Full-length mitochondrial sequences were retrieved from the ‘Génolevures’ web site. The mitochondrial genome of D. hansenii was also sequenced by the Génolevures Consortium and annotated by us (EMBL accession numberDQ508940). For all species, the sequenced mitochondrial and nuclear genomes come from the same strain: CBS138, CLIB210, CBS6340, CBS767 and CLIB99 for C. glabrata, K. lactis, K. thermotolerans, D. hansenii and Y. lipolytica, respectively.
blastn searches were conducted locally using the complete nuclear genome sequence of each species as the database and the cognate mitochondrial genome sequence as the query. The default parameters were used (blastn matrix [1-3], gap penalties [existence 5; extension 2], without filtering for low complexity).

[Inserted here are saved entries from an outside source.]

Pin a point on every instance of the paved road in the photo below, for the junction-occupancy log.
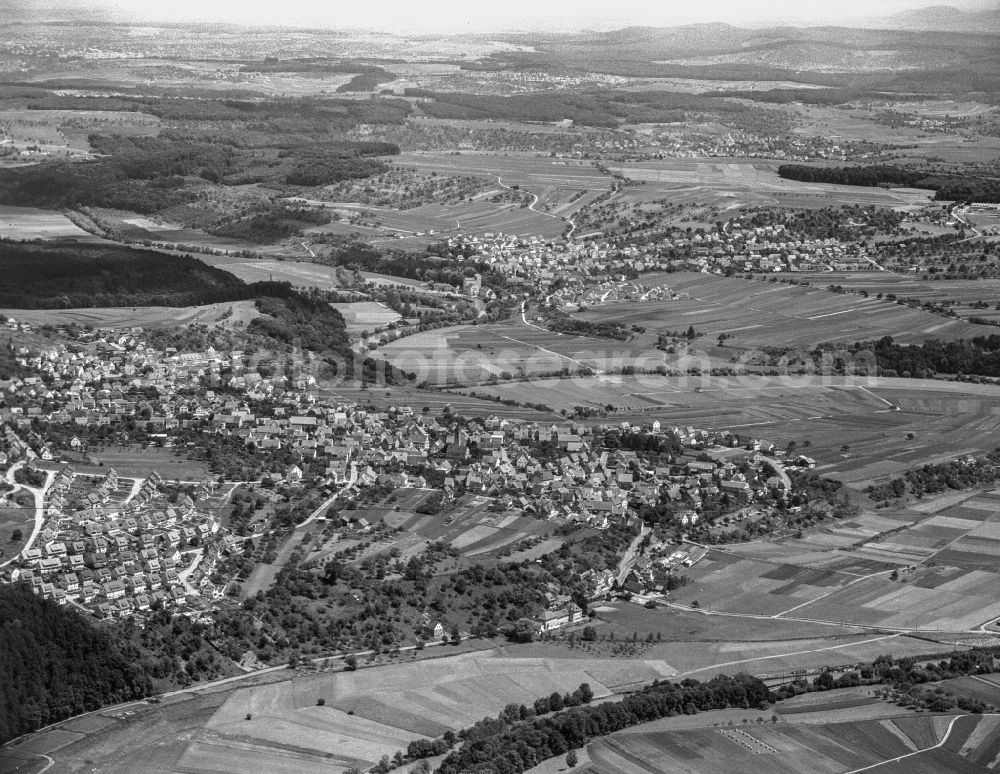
(39, 495)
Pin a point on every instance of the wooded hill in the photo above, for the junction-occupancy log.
(56, 665)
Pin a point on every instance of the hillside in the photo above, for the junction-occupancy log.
(56, 665)
(65, 275)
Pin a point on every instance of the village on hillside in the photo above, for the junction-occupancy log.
(119, 546)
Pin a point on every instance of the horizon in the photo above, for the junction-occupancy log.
(452, 17)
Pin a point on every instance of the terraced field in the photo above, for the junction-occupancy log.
(758, 314)
(945, 563)
(377, 711)
(910, 745)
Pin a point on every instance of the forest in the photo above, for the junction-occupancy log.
(68, 275)
(947, 186)
(149, 174)
(979, 356)
(55, 664)
(514, 747)
(605, 109)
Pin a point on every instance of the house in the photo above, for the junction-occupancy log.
(548, 620)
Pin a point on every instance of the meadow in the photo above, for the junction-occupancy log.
(34, 223)
(930, 571)
(366, 315)
(230, 312)
(857, 429)
(757, 314)
(376, 711)
(802, 748)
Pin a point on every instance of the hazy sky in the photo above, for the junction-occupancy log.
(488, 15)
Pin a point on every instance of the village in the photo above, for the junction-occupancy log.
(733, 248)
(120, 546)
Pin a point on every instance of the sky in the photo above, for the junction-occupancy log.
(480, 16)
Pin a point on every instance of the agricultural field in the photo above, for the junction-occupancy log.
(820, 748)
(135, 461)
(14, 516)
(857, 429)
(300, 274)
(470, 527)
(907, 571)
(758, 314)
(366, 316)
(228, 313)
(33, 223)
(465, 354)
(63, 133)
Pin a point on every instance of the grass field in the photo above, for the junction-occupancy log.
(858, 430)
(230, 313)
(760, 747)
(134, 461)
(472, 528)
(32, 223)
(14, 517)
(366, 315)
(842, 573)
(377, 711)
(758, 314)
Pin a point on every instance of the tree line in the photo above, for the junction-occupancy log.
(56, 665)
(948, 186)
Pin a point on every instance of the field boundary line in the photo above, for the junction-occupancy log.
(918, 752)
(785, 655)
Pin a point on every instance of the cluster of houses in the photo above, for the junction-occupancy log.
(537, 264)
(653, 572)
(578, 293)
(117, 547)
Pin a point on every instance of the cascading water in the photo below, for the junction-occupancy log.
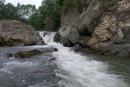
(77, 70)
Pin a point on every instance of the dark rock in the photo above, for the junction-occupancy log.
(76, 48)
(31, 53)
(14, 33)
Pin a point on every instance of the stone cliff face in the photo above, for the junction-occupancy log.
(102, 31)
(13, 33)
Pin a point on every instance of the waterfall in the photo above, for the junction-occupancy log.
(47, 36)
(77, 70)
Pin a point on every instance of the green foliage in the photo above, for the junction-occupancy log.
(8, 11)
(108, 4)
(70, 4)
(50, 13)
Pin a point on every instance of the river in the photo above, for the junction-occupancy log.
(70, 69)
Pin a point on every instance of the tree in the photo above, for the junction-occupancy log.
(8, 12)
(50, 13)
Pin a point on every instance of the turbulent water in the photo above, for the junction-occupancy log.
(70, 69)
(82, 71)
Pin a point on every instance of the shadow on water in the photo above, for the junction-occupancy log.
(117, 65)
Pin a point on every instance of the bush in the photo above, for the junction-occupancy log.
(108, 4)
(70, 4)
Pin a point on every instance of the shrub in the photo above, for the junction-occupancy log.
(70, 4)
(108, 4)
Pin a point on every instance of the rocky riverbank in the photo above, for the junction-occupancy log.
(13, 33)
(99, 29)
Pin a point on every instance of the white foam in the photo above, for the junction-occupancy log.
(81, 71)
(16, 64)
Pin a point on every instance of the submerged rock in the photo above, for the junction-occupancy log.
(13, 33)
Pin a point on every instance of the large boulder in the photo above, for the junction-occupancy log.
(13, 33)
(100, 26)
(77, 24)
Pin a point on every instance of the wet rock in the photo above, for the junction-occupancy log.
(14, 33)
(76, 48)
(30, 53)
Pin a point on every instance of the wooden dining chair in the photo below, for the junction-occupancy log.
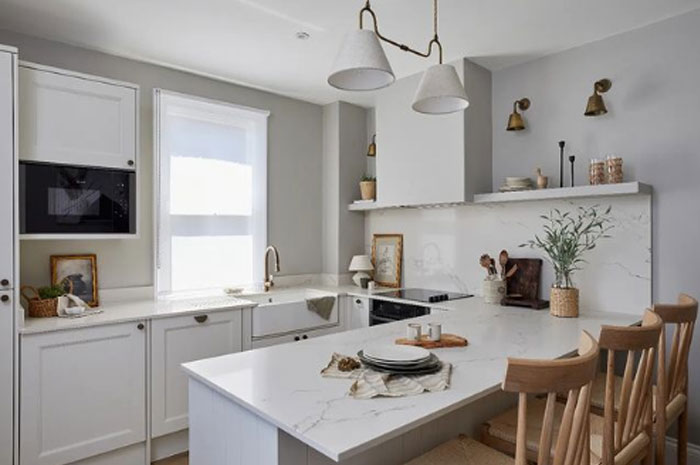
(567, 437)
(614, 439)
(672, 376)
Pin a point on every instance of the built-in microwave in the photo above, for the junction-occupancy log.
(67, 199)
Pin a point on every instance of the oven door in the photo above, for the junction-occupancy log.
(64, 199)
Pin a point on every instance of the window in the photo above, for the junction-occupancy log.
(211, 203)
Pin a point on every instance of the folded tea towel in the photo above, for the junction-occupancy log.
(322, 306)
(369, 383)
(72, 306)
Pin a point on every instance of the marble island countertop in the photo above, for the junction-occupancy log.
(282, 384)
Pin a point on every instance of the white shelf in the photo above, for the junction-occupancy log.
(563, 193)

In order to select HSPs [‘High-scoring Segment Pair’ (Altschul et al., 1997)], we proceeded as follows: (1) we identified a posteriori the segments of low compositional complexity contained in the query sequence using the formula of Wootton & Federhen (1996). (2) We deduced the length of high-complexity sequence of each HSP, defined as the sum of the lengths of all high-complexity subsequences. (3) We selected HSPs having a predefined minimal length of high complexity, except if their score was higher than a ‘higher cut-off,’ above which we accepted all HSPs, in order to validate low-complexity sequences with very high scores, as true NUMTs. (4) We compared systematically the output of this algorithm with the results of a filtered blastn search. Most HSPs from the filtered blastn were already obtained with our algorithm and some of them were extended. However, our algorithm excluded a few HSPs present in the filtered blastn search, which we recovered. The algorithm will be published elsewhere in more detail.
Taking the NUMT content of S. cerevisiae published by Ricchetti et al. (1999) as a reference, we chose the following parameters: minimal score=20, minimal length of high complexity=22 (which was also the minimal length of an HSP recovered from filtered blastn), higher cut-off of low-complexity tolerance=55.

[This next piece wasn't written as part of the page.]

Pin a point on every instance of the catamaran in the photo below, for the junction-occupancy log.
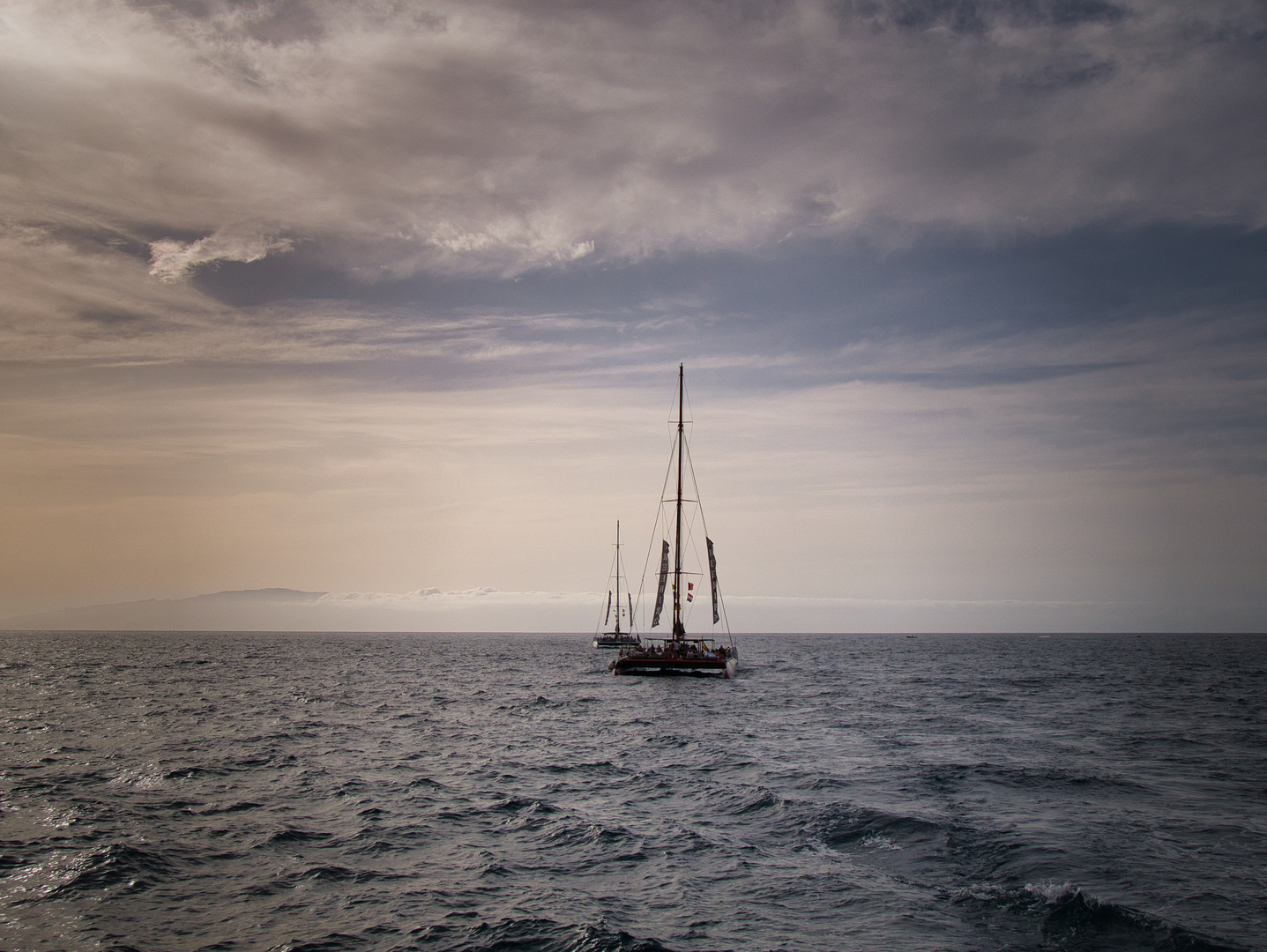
(679, 653)
(616, 638)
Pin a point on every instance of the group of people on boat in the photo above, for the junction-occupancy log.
(679, 651)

Out of the 34 published S. cerevisiae NUMTs, seven were extended by 6–36 nt, using our algorithm. This algorithm also found three new NUMTs and we recovered one new NUMT from a filtered blastn search. This algorithm did not retain five published NUMTs of small size (22–25 nt) and we did not validate them, as they were absent from a filtered blastn search. Then we discarded a 30-nt-long HSP as it consisted in a repeated low-complexity sequence, although it came from a filtered blastn search. Altogether, we updated the NUMT content of S. cerevisiae to 32 NUMTs (see Supporting Information, Table S1).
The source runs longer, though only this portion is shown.